Squamous Cell Carcinoma


Squamous cell carcinoma, the second most common skin cancer after basal cell carcinoma, afflicts more than 200,000 Americans each year. It arises from the epidermis and resembles the squamous cells that comprise most of the upper layers of skin. Squamous cell cancers may occur on all areas of the body including the mucous membranes, but are most common in areas exposed to the sun.

Although squamous cell carcinomas usually remain confined to the epidermis for some time, they eventually penetrate the underlying tissues if not treated. In a small percentage of cases, they spread (metastasize) to distant tissues and organs. When this happens, they can be fatal. Squamous cell carcinomas that metastasize most often arise on sites of chronic inflammatory skin conditions or on the mucous membranes or lips.

What Causes It

Chronic exposure to sunlight causes most cases of squamous cell carcinoma. That is why tumors appear most frequently on sun-exposed parts of the body: the face, neck, bald scalp, hands, shoulders, arms, and back. The rim of the ear and the lower lip are especially vulnerable to the development of these cancers.

Who Gets It

Anyone with a substantial history of sun exposure can develop squamous cell carcinoma. But people who have fair skin, light hair, and blue, green, or gray eyes are at highest risk. Those whose occupations require long hours outdoors or who spend extensive leisure time in the sun are in particular jeopardy. Dark-skinned individuals of African descent are far less likely than fair-skinned individuals to develop skin cancer. More than two thirds of the skin cancers that they do develop, however, are squamous cell carcinomas, usually arising on the sites of preexisting inflammatory skin conditions or burn injuries.

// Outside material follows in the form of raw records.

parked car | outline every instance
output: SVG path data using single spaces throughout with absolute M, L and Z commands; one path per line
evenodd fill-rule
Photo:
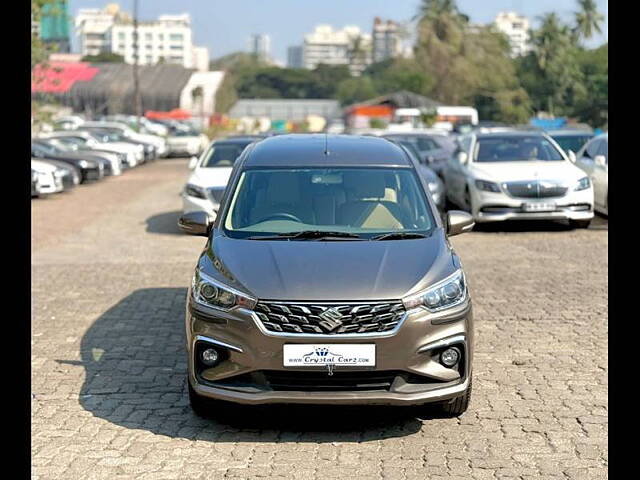
M 112 143 L 128 143 L 130 145 L 136 145 L 141 152 L 138 157 L 138 163 L 145 163 L 154 160 L 157 157 L 157 149 L 154 144 L 145 142 L 139 139 L 133 139 L 122 133 L 119 128 L 107 127 L 107 126 L 91 126 L 81 125 L 78 127 L 79 131 L 90 132 L 102 142 Z
M 160 137 L 158 135 L 149 135 L 146 133 L 138 133 L 133 130 L 131 127 L 124 123 L 120 122 L 84 122 L 82 125 L 78 127 L 80 130 L 89 130 L 91 129 L 103 129 L 110 131 L 118 131 L 124 138 L 129 140 L 134 140 L 143 145 L 150 145 L 154 147 L 154 156 L 153 158 L 158 157 L 166 157 L 169 153 L 167 148 L 167 141 L 165 138 Z
M 140 133 L 149 133 L 159 137 L 166 137 L 169 131 L 166 126 L 149 120 L 146 117 L 137 118 L 135 115 L 111 115 L 100 119 L 106 122 L 124 123 L 135 130 L 136 122 L 140 124 Z
M 170 129 L 167 137 L 169 156 L 200 156 L 209 145 L 209 138 L 189 128 Z
M 434 172 L 430 167 L 427 166 L 427 162 L 424 159 L 420 159 L 418 151 L 416 150 L 416 147 L 413 143 L 406 140 L 398 140 L 396 141 L 396 143 L 402 145 L 402 147 L 407 149 L 407 154 L 412 157 L 418 165 L 418 173 L 422 178 L 424 178 L 424 180 L 427 182 L 427 185 L 429 186 L 429 193 L 431 193 L 433 202 L 436 204 L 440 212 L 444 212 L 444 182 L 440 179 L 436 172 Z
M 32 158 L 31 160 L 38 160 L 38 159 Z M 51 159 L 40 159 L 39 161 L 43 163 L 48 163 L 49 165 L 52 165 L 59 170 L 62 170 L 62 174 L 59 174 L 59 176 L 62 178 L 62 187 L 64 188 L 65 191 L 71 190 L 72 188 L 74 188 L 76 185 L 80 183 L 80 180 L 82 179 L 82 173 L 80 172 L 80 169 L 74 165 L 71 165 L 70 163 L 65 163 L 59 160 L 51 160 Z
M 38 180 L 38 171 L 31 168 L 31 196 L 37 197 L 40 190 L 40 180 Z
M 37 180 L 34 185 L 33 172 L 36 172 Z M 31 160 L 31 196 L 41 197 L 64 190 L 62 184 L 63 172 L 58 167 L 37 159 Z M 35 187 L 35 194 L 34 194 Z
M 104 164 L 98 160 L 51 145 L 46 140 L 31 140 L 31 156 L 38 159 L 60 160 L 80 169 L 82 178 L 80 183 L 100 180 L 104 177 Z
M 542 132 L 470 134 L 444 170 L 447 199 L 476 222 L 563 219 L 587 228 L 593 187 Z
M 445 133 L 387 133 L 382 136 L 389 140 L 404 140 L 412 143 L 420 158 L 426 160 L 427 165 L 440 177 L 455 149 Z
M 187 293 L 191 406 L 424 405 L 461 415 L 473 318 L 447 227 L 404 149 L 379 138 L 283 135 L 247 147 Z
M 56 131 L 42 138 L 55 138 L 65 145 L 76 145 L 81 150 L 115 153 L 120 158 L 122 168 L 132 168 L 144 159 L 144 147 L 128 142 L 110 142 L 97 135 L 82 130 Z M 107 140 L 107 141 L 103 141 Z
M 575 158 L 575 154 L 582 149 L 585 143 L 593 138 L 593 132 L 587 130 L 551 130 L 547 134 L 560 145 L 560 148 L 570 158 Z
M 64 137 L 52 137 L 50 136 L 50 134 L 47 134 L 47 136 L 41 136 L 40 138 L 61 150 L 86 155 L 88 156 L 88 158 L 93 158 L 95 160 L 104 162 L 103 165 L 105 175 L 116 176 L 122 174 L 122 160 L 118 153 L 92 150 L 83 145 L 78 145 L 76 142 L 69 142 Z
M 576 155 L 576 166 L 582 169 L 593 184 L 595 209 L 609 215 L 609 134 L 590 140 Z
M 215 217 L 233 164 L 247 145 L 257 140 L 261 140 L 261 137 L 216 140 L 199 159 L 194 157 L 189 165 L 193 173 L 182 191 L 183 211 L 185 213 L 205 211 Z

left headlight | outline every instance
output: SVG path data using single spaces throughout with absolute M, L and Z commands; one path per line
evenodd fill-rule
M 435 285 L 402 299 L 407 310 L 424 307 L 439 312 L 460 305 L 467 299 L 467 283 L 462 270 L 457 270 Z
M 191 283 L 193 299 L 206 307 L 229 311 L 236 307 L 253 309 L 257 299 L 214 280 L 196 270 Z
M 580 190 L 586 190 L 590 186 L 591 186 L 591 182 L 589 181 L 589 177 L 582 177 L 580 180 L 578 180 L 578 183 L 576 183 L 576 186 L 573 187 L 573 191 L 579 192 Z

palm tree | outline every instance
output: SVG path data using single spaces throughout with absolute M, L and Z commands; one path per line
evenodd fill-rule
M 195 107 L 196 104 L 200 104 L 200 124 L 201 128 L 204 129 L 204 90 L 201 86 L 197 86 L 191 90 L 191 102 L 193 107 Z
M 349 57 L 349 67 L 354 75 L 360 75 L 367 65 L 367 46 L 362 41 L 362 36 L 357 35 L 351 38 L 347 55 Z
M 422 0 L 418 7 L 418 13 L 411 20 L 422 23 L 425 20 L 434 20 L 442 14 L 459 15 L 455 0 Z
M 598 6 L 594 0 L 578 0 L 579 12 L 575 12 L 576 26 L 574 33 L 588 40 L 594 33 L 602 33 L 600 24 L 604 21 L 604 15 L 598 12 Z

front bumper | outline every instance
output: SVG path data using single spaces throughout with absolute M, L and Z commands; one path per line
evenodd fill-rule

Warning Signs of Squamous Cell Carcinoma

  • A wart-like growth that crusts and occasionally bleeds.
  • A persistent, scaly red patch with irregular borders that sometimes crusts or bleeds.
  • An open sore that bleeds and crusts and persists for weeks.
  • An elevated growth with a central depression that occasionally bleeds. A growth of this type may rapidly increase in size.